Planned Residential Community (PRC) Plan (PRC A-502-2)
Fairways I and Fairways II Redevelopment
July 15, 2010
Mr. Chairman, Commissioner de la Fe, Members of the Planning Commission:
My name is David Edwards. I live at 11701 Blue Smoke Trail in Reston.
When it was adopted in 1964, the original Reston Master Plan designated a number of areas rather vaguely as appropriate for “high density” development. Some of these areas were eventually actually built as “high density”. Most were not, however.
The North Shore Drive neighborhood in Reston which is the subject of tonight’s application was not. The old original Reston Master Plan not withstanding, this neighborhood, with North Shore Drive as its primary collector street, and most of the associated infrastructure of the neighborhood was actually built as “medium density” in the 1960’s and 1970’s, and has remained a stable and well-maintained medium density neighborhood for the last forty years. The currently proposed redevelopment before you tonight proposes to superimpose high-rise multifamily development upon an established medium density neighborhood of townhouses, detached units and low density garden apartments.
This is contrary to the very basic Reston Planning Principle that seeks to retain and reinforce established stable and viable residential neighborhoods. This dramatic change should not be permitted.
Fairways Apartments are located 0.6 to one mile from the nearest daily shopping areas. They are more than a mile from the nearest employment or civic activity destination, and more than a mile from the closest planned Dulles Rail station. In short, while these distances might be appropriate for weekend pedestrian exercise, the Fairways Apartments are in fact an automobile-oriented community during the week. This is not a pedestrian-oriented community.
When Reston was all open fields and woods in the early 1960’s, the definitions that still remain with the Plan had different meanings to us older residents. We had no real concept of the implications of Dulles Rail. We had no concept of the Reston Center for Industry and Government actually becoming Reston’s true Urban Core in concert with the Town Center. Today we view these transit-oriented, mixed use core areas as exactly where Reston’s “high density” should be located, not super-imposed upon some quiet residential areas that were built as much lower density, totally residential neighborhoods 40 years ago.
The Fairways garden apartments, and a dozen other stable medium density residential neighborhoods that the old Reston Plan arbitrarily designated as “high density” forty years ago, must be re-evaluated in the context of 21st century situations and attitudes. The Reston community is currently undergoing a deep, soul searching process to modify the old Plan. High density, transit-oriented, mixed use urban core development will be permitted by the Reston community in proper locations that were never anticipated in 1964. However, stable, well maintained existing residential neighborhoods will be preserved as they were originally built. This may not be as originally envisioned when two-dimensional plans for green fields and wooded areas were first planned for the bull dozer in 1964.

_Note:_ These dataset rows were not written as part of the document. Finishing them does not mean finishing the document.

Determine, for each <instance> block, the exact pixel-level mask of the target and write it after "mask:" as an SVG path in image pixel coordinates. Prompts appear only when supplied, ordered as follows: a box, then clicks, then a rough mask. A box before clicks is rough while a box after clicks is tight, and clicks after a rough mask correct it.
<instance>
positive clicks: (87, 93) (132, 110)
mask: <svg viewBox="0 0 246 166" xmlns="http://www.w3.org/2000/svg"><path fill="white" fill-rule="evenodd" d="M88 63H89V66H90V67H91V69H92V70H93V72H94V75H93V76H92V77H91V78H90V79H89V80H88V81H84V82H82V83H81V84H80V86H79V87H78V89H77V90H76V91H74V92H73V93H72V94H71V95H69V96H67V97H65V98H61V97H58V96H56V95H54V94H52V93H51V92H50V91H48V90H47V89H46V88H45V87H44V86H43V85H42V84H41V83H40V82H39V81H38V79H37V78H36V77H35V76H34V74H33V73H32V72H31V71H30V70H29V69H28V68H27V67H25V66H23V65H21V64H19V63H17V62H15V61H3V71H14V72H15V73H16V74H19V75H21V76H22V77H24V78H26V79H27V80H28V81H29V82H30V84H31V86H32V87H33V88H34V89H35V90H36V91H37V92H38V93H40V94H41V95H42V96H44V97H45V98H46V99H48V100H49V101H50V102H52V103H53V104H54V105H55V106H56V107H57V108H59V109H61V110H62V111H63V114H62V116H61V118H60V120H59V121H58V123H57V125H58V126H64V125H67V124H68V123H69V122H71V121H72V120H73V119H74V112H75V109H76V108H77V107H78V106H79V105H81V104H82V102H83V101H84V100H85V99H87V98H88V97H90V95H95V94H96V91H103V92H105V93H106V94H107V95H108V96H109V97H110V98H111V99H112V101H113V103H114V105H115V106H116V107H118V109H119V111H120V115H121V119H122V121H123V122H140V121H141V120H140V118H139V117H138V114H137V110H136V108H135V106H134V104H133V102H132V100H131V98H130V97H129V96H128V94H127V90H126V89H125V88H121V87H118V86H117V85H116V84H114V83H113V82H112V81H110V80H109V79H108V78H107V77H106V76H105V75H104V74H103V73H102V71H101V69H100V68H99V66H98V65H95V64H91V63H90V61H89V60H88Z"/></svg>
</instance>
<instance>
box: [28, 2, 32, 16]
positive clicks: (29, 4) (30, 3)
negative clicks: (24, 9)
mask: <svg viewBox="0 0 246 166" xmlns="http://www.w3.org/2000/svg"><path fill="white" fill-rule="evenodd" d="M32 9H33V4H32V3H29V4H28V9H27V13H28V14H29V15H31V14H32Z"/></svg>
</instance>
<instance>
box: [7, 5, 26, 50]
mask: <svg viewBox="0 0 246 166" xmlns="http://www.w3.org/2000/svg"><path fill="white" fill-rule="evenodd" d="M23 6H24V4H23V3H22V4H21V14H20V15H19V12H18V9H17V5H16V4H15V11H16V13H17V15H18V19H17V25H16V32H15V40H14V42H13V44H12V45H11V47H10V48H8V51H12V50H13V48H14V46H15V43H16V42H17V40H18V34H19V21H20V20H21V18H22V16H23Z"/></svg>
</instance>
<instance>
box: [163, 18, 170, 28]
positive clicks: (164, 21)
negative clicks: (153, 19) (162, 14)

Members of the Commission, help us to plan for high density, transit-oriented mixed use urban development in Reston in the locations we approve of in the year 2010, but sustain and protect existing as-built stable lower density residential neighborhoods regardless of what an old concept Plan envisioned in 1964.
Send the proposed Fairways redevelopment plan back to the drawing boards one more time. Do not approve it.